Department of Cell Biology and Physiology, Brigham Young University, Provo, UT, USA.
Molecular Medicine Program and Department of Neurobiology, University of Utah, Salt Lake City, UT, USA.
Nucleic Acids Res. 2021 Dec 16;49(22):e131. doi: 10.1093/nar/gkab838.

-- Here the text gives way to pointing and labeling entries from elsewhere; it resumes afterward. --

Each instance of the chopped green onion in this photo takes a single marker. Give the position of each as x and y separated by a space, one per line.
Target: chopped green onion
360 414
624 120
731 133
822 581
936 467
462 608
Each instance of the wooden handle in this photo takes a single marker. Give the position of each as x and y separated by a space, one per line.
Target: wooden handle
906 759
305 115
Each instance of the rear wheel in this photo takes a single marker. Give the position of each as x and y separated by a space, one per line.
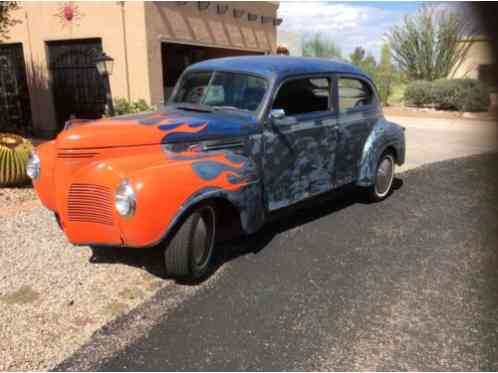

CRISPR-Cas9 sgRNA libraries have transformed functional genetic screening and have enabled several innovative methods that rely on simultaneously targeting numerous genetic loci. Such libraries could be used in a vast number of biological systems and in the development of new technologies, but library generation is hindered by the cost, time, and sequence data required for sgRNA library synthesis. Here, we describe a rapid enzymatic method for generating robust, variant-matched libraries from any source of cDNA in under 3 h. This method, which we have named SLALOM, utilizes a custom sgRNA scaffold sequence and a novel method for detaching oligonucleotides from solid supports by a strand displacing polymerase. With this method, we constructed libraries targeting the E. coli genome and the transcriptome of developing zebrafish hearts, demonstrating its ability to expand the reach of CRISPR technology and facilitate methods requiring custom libraries.
CRISPR-Cas9 sgRNA 文库改变了功能基因组筛选,还催生了几种依赖于同时靶向多个遗传位点的创新方法。此类文库可用于大量生物系统和新技术的开发,但 sgRNA 文库合成所需的成本、时间和序列数据限制了文库的生成。在这里,我们描述了一种快速酶促方法,可在 3 小时内从任何 cDNA 源生成稳健、匹配变体的文库。这种方法被我们命名为 SLALOM,它利用了定制的 sgRNA 支架序列和一种通过链置换聚合酶从固体载体上分离寡核苷酸的新方法。使用这种方法,我们构建了靶向大肠杆菌基因组和斑马鱼心脏发育转录组的文库,证明了它扩展 CRISPR 技术的能力,并为需要定制文库的方法提供了便利。